Here's a good way to show it.
This chart, from last week's Federal Reserve report on American household finances, shows the mean net worth of American households through 2012, adjusted for inflation:
Not bad. If this chart were more recent, it'd show a big boost since 2013 as the stock market roared higher. But the overall trend is clear: things have improved over the last two decades, by quite a bit.
But that's the mean average -- the total amount of wealth divided by the number of households.
Now here's the median net worth of American families, representing families right in the middle of the pack:
The overall economy has gotten far stronger, but the gains have gone to such a small number of households that the median American still thinks that things are getting worse.

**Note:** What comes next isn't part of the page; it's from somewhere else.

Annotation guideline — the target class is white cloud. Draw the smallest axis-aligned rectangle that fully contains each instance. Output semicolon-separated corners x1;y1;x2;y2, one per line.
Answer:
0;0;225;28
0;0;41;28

A lot of this has to do with the distribution of assets. Lower- and middle-income families tend to have a lot of their net worth tied up in their houses. As the housing bubble burst, that net worth was decimated and still hasn't rebounded. Upper-income families tend to have far more of their net worth in stocks. As the market hits new all-time highs, they're doing better than ever. In 2007, 1% of U.S. households owned more than 38% of the stocks owned by U.S. households. The bottom 90% of households owned just 18.8%.
This trend probably won't go away, because the number of U.S. families able to put money in the stock market is massively tilted toward top earners. Consider the percentage of working-age families participating in a retirement plan:
Among families in the bottom half of income earners, fewer than 40% are saving for retirement. For those in the top 10% of earners, more than 90% are saving.
All this means going forward is that there will be a disconnection between reports of "the economy" getting better, and most Americans shaking their heads as "their economy" continues to stagnate, or decline.